The attack carried out by US Special Forces on the fortified mansion in north-eastern Pakistan housing the world’s most wanted terrorist, Osama bin Laden, will have implications around the world.
It is almost 10 years since units of bin Laden’s terrorist organisation, al Qaeda — which means the Organisation, in Arabic — hijacked four commercial airliners in the United States. Two of the aircraft were rammed into the World Trade Center in New York, a third crashed into the Pentagon in Washington, and the fourth exploded on impact after passengers attacked the hijackers in mid-air.
This was, however, only the most spectacular act of terrorism which bin Laden organised. Among his earlier crimes, he was responsible for the murder of a New York rabbi, Rabbi Kehane, in 1990, the unsuccessful bombing of the World Trade Center in 1993, the attempted assassination of Egyptian President Hosni Mubarak in 1995, and bombings of US embassies in Kenya and Tanzania in 1998.

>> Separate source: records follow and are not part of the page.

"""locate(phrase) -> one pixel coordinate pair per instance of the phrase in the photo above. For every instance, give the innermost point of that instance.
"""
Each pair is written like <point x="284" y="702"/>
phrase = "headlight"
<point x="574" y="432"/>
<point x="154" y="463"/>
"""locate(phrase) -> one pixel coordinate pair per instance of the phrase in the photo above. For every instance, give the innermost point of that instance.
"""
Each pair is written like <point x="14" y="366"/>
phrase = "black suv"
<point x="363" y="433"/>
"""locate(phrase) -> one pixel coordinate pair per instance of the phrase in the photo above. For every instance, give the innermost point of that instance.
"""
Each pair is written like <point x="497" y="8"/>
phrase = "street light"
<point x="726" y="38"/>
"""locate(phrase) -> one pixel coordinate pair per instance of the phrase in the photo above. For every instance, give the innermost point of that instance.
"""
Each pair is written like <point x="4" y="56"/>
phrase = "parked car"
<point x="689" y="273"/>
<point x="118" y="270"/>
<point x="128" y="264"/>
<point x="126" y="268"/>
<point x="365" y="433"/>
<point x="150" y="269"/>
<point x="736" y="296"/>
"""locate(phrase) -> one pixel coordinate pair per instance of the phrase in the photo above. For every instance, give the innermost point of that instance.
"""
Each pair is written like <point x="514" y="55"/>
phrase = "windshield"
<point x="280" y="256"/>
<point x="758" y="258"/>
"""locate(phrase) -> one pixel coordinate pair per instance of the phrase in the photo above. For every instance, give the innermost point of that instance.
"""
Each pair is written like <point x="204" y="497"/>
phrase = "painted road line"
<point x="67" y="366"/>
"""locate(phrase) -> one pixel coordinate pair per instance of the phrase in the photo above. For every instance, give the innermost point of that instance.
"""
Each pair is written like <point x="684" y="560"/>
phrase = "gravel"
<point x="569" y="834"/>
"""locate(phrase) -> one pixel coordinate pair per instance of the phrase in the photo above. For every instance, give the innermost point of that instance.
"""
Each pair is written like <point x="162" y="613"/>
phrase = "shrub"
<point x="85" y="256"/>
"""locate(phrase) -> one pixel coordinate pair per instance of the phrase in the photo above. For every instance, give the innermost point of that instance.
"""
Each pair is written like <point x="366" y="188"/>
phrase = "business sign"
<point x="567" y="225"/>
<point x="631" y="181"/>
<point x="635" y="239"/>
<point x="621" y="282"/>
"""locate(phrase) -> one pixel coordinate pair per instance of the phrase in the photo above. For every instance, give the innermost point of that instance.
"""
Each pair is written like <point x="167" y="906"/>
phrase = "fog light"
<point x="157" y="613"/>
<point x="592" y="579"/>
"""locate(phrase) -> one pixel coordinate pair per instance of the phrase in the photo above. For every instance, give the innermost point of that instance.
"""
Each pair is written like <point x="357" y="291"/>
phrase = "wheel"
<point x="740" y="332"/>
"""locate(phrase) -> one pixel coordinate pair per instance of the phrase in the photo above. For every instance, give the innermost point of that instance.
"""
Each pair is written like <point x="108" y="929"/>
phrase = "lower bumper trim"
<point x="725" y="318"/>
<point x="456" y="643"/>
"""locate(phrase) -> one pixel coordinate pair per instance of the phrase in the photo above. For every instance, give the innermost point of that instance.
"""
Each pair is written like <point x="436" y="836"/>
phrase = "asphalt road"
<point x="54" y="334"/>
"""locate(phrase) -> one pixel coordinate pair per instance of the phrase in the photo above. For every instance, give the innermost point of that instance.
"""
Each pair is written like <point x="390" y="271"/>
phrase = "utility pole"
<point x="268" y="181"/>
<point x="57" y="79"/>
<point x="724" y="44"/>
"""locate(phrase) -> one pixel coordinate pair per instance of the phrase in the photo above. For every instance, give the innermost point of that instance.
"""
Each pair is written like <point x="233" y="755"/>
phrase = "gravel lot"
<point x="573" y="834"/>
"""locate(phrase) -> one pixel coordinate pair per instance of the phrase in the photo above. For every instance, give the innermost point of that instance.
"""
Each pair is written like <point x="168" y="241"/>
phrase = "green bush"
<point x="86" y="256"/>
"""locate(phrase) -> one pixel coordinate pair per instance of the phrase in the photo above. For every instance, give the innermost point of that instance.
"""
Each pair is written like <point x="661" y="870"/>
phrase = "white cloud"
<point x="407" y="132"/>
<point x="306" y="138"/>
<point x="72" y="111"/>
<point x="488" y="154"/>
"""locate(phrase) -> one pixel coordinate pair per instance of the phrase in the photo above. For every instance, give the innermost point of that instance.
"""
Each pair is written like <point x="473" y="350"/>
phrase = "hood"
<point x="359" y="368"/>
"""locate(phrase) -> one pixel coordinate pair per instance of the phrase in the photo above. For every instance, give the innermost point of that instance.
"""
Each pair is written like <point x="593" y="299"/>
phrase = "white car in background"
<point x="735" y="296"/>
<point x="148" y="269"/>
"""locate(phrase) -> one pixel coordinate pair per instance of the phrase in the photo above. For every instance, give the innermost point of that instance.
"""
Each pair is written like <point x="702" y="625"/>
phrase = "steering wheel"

During the 1990s, bin Laden formed an alliance with the Taliban which seized power in Afghanistan in the mid-1990s, after the Soviet forces’ occupation ended in their withdrawal from the country. The Taliban were, like bin Laden, Sunni fundamentalists who created an Islamic state committed to the imposition of Sharia law, especially against women and “infidels”, and violent opposition to the West.
Afghanistan became an international training-ground in which thousands of al Qaeda recruits from around the world, including some from Australia, were given military and ideological training, before being sent throughout the world to carry out acts of terror.
By the time Western governments and intelligence agencies woke up to the threat, al Qaeda operatives were functioning worldwide, and over the past 15 years they have launched many deadly terrorist attacks, including the 2001 attacks on the United States, and the 2002 and 2005 Bali bombings which killed scores of Australians.
When President George W. Bush declared war on al Qaeda after September 11, he could hardly have imagined that the bitter war against the Taliban would still be continuing 10 years later.
The continued war in Afghanistan is a measure of the determination of the Taliban and al Qaeda to regain control of the country and continue their war against the West.
The question now is whether the death of bin Laden will diminish or end the threat of Islamic terrorism around the world.
In the short term, given the decentralised structure of al Qaeda, bin Laden’s death is likely to provoke an increase in attacks on Westerners and particularly Americans. Not surprisingly, the Taliban leaders in Pakistan announced that it would target Americans for reprisal killings, and the US Government braced for an immediate response by issuing warnings to Americans everywhere and upgrading security threat levels.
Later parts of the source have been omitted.